Climate control on terrestrial biospheric carbon turnover

Significance Terrestrial organic-carbon reservoirs (vegetation, soils) currently consume more than a third of anthropogenic carbon emitted to the atmosphere, but the response of this “terrestrial sink” to future climate change is widely debated. Rivers export organic carbon sourced over their watersheds, offering an opportunity to assess controls on land carbon cycling on broad spatial scales. Using radiocarbon ages of biomolecular tracer compounds exported by rivers, we show that temperature and precipitation exert primary controls on biospheric-carbon turnover within river basins. These findings reveal large-scale climate control on soil carbon stocks, and they provide a framework to quantify responses of terrestrial organic-carbon reservoirs to past and future change.

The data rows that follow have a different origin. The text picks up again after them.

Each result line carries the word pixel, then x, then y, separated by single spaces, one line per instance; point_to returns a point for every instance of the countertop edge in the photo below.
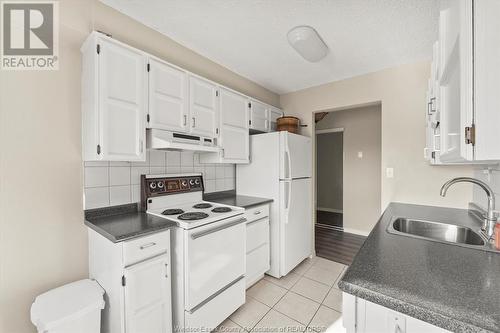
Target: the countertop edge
pixel 411 310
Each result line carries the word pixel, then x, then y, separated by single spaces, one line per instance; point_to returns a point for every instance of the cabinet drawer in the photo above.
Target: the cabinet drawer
pixel 215 310
pixel 256 213
pixel 257 233
pixel 257 264
pixel 259 124
pixel 146 247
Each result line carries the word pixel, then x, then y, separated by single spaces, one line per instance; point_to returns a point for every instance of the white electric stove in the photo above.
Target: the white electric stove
pixel 208 249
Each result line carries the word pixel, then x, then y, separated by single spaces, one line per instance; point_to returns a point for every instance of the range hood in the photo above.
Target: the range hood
pixel 167 140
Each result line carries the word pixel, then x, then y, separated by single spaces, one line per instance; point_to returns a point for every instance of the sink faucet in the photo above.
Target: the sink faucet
pixel 491 218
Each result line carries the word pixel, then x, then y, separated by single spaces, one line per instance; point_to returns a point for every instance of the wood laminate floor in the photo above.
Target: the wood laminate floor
pixel 336 245
pixel 329 218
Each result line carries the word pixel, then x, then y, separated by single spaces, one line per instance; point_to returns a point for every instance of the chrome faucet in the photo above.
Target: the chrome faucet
pixel 491 218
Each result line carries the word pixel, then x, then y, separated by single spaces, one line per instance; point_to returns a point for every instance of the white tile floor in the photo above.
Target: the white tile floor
pixel 307 299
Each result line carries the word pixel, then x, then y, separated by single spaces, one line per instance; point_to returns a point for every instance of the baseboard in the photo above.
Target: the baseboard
pixel 356 231
pixel 331 210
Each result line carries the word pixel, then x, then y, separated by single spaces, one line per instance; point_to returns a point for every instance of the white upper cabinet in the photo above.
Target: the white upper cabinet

Terrestrial vegetation and soils hold three times more carbon than the atmosphere. Much debate concerns how anthropogenic activity will perturb these surface reservoirs, potentially exacerbating ongoing changes to the climate system. Uncertainties specifically persist in extrapolating point-source observations to ecosystem-scale budgets and fluxes, which require consideration of vertical and lateral processes on multiple temporal and spatial scales. To explore controls on organic carbon (OC) turnover at the river basin scale, we present radiocarbon (14C) ages on two groups of molecular tracers of plant-derived carbon—leaf-wax lipids and lignin phenols—from a globally distributed suite of rivers. We find significant negative relationships between the 14C age of these biomarkers and mean annual temperature and precipitation. Moreover, riverine biospheric-carbon ages scale proportionally with basin-wide soil carbon turnover times and soil 14C ages, implicating OC cycling within soils as a primary control on exported biomarker ages and revealing a broad distribution of soil OC reactivities. The ubiquitous occurrence of a long-lived soil OC pool suggests soil OC is globally vulnerable to perturbations by future temperature and precipitation increase. Scaling of riverine biospheric-carbon ages with soil OC turnover shows the former can constrain the sensitivity of carbon dynamics to environmental controls on broad spatial scales. Extracting this information from fluvially dominated sedimentary sequences may inform past variations in soil OC turnover in response to anthropogenic and/or climate perturbations. In turn, monitoring riverine OC composition may help detect future climate-change–induced perturbations of soil OC turnover and stocks.